Chapter 2 of 24

Telemachus calls the assembly

Twenty years of silence in Ithaca, and a young man finally speaks.

Summary

At dawn Telemachus calls the first assembly of the Ithacans in the twenty years since his father left for Troy. He stands before them, his father's staff in his hand, and weeps from anger. He denounces the suitors — they should be ashamed; they would not dare any of this if Odysseus were here. He demands that they leave his house. The herald reports omens: two eagles fighting in the sky overhead, claws raked across each other's throats. The seer Halitherses interprets them. Odysseus is alive, he is coming home, and the suitors will pay for what they have done.

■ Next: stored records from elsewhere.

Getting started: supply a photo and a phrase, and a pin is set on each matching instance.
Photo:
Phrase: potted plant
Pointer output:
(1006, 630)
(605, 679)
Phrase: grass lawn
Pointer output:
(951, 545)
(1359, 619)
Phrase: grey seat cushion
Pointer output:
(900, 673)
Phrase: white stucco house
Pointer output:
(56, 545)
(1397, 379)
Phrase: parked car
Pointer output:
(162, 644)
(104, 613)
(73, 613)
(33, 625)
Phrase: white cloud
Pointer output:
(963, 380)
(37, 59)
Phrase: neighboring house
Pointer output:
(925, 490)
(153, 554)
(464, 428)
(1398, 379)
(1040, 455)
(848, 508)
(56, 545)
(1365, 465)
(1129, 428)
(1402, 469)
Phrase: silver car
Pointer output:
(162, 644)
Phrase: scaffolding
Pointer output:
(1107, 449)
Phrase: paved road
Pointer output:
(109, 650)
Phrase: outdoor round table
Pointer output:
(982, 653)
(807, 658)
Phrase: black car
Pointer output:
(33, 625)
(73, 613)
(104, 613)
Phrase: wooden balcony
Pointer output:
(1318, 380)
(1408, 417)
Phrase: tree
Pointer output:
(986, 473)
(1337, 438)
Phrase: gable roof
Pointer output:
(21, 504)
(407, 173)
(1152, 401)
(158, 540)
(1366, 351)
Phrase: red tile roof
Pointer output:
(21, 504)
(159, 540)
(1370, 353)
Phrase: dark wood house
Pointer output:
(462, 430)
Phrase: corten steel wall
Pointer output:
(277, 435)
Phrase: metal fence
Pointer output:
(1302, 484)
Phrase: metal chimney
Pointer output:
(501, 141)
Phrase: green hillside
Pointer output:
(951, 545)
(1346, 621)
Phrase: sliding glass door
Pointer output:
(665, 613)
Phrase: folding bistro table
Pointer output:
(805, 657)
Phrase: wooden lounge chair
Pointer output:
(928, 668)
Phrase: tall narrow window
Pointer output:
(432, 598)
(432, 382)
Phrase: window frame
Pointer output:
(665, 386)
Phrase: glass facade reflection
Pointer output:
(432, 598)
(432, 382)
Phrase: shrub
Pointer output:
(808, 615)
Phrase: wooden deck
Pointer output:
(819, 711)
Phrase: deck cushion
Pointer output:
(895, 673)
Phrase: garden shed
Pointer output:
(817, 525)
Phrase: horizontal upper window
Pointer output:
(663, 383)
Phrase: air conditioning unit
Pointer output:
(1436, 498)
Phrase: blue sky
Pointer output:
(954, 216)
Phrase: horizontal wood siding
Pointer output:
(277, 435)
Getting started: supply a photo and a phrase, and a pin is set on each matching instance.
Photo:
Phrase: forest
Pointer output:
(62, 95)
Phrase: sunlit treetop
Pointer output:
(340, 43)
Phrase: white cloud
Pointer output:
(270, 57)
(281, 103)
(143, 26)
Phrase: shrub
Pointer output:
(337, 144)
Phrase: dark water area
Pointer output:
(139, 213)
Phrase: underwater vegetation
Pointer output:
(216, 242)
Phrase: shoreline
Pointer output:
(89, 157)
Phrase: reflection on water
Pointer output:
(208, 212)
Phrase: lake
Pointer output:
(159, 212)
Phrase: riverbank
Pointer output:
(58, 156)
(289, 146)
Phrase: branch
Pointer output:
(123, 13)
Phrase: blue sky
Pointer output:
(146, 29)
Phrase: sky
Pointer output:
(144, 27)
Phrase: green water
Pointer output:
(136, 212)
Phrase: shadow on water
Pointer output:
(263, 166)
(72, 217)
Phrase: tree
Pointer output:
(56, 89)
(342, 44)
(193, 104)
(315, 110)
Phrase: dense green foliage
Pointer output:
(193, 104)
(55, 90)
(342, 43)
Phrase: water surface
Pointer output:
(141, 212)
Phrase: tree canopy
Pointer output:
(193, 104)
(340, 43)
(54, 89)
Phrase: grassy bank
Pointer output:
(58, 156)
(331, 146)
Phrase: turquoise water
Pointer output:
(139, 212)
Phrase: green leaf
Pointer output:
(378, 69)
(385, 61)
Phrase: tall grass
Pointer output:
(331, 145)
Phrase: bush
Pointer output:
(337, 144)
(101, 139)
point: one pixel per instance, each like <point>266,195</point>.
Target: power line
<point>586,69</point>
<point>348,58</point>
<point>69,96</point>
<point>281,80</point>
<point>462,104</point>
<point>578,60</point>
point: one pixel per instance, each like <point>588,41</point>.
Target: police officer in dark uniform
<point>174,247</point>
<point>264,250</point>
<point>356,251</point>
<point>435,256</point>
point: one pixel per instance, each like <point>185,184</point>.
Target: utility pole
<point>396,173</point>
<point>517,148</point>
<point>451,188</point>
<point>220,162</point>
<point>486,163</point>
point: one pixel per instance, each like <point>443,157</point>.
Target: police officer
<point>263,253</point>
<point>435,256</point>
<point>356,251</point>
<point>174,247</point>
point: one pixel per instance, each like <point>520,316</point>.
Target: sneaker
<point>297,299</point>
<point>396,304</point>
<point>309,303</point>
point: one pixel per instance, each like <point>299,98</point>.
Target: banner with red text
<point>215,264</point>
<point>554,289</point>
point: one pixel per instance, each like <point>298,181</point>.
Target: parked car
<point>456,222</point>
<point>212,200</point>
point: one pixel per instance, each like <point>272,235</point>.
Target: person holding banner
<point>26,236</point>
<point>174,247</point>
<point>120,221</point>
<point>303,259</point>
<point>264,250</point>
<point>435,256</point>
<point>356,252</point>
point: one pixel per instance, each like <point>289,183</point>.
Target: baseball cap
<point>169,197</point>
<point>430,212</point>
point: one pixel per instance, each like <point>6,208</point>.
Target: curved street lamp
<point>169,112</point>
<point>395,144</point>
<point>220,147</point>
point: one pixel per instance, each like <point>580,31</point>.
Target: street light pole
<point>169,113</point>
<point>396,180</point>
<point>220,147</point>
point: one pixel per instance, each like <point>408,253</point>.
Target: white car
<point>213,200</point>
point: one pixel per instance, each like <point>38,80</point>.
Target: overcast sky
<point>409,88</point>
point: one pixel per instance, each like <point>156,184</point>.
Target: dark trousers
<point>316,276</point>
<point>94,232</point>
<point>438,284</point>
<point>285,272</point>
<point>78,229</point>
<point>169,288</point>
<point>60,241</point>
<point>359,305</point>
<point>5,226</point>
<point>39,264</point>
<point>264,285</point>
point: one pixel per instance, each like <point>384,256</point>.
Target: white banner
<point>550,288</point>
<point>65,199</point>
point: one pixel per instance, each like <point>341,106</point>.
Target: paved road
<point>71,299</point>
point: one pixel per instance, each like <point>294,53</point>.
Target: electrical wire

The suitors are unmoved. Antinous and Eurymachus, their leaders, blame Penelope for stringing them along. The trick of the shroud has just been discovered: she promised to choose a suitor when her weaving for old Laertes was finished, and for three years she wove by day and unwove the work at night. Now the maids have given her up. The suitors refuse to leave until she chooses one of them. Telemachus, seeing he will get no help from the assembly, announces that he will sail himself to find news of his father. The suitors mock him.

Athena, again in disguise — this time as Mentor, the family friend Odysseus left in charge of the household — quietly helps Telemachus gather a ship and crew. They sail at sunset. The suitors, drinking in the great hall, do not yet know he has gone. The chapter is a small, important political moment: the first time since Odysseus left that anyone in Ithaca has stood up in public and named the wrong out loud. The suitors will not be defeated by speeches, but the speeches had to come first.